The consequence would be higher taxes and spending cuts to balance the Edinburgh books, insisted Danny Alexander, the Chief Secretary to the Treasury.

The warning came as the leading credit rating agency Fitch said, based on the latest polling numbers, it expected a No vote in September but claimed the UK would need longer to recover its triple-A debt rating if Scotland gained independence and said, while it assumed an independent Scotland would gradually repay its share of debt to London, this would "leave the UK exposed to Scottish credit risk, at least in the early years of independence".

A Coalition insider made clear this bolstered the reasoning behind all the main Westminster parties ruling out a currency union with an independent Scotland.

But a Scottish Government spokeswoman hit back, stressing how figures showed an independent Scotland would be the 14th wealthiest country in the OECD compared to the UK at 18th and that between 2008 and 2013 Scotland was in a stronger fiscal position compared to the UK to the tune of £8.3bn or £1600 per capita.

"Independence will give Scotland the economic tools we need to grow the economy more quickly and improve the fiscal position.

"Our proposals for a formal currency union, which fully take account of the integrated cross-border banking sector, and which include rules for joint fiscal prudence, makes sense for the rest of the UK."

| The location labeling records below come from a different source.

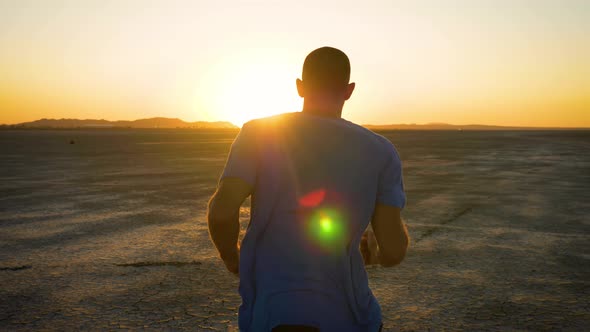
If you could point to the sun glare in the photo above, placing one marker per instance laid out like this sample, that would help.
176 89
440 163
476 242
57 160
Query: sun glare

The Treasury analysis is based on new global fiscal forecasts released this week by the IMF as well as the most up-to-date independent estimate on an independent Scotland's fiscal position from the Centre for Public Policy Research.

These, it said, showed a tax and spend deficit of 5.5% in 2016/17, equivalent to £9.5bn, or £1760 per head; this would be around £1000 greater than the UK's deficit per head in the same year.

The Treasury emphasised how the latest independent forecasts were in "stark contrast" to the Scottish Government's contained in its White Paper, which "understate the likely size of the deficit in the first year of independence by over two percentage points of GDP".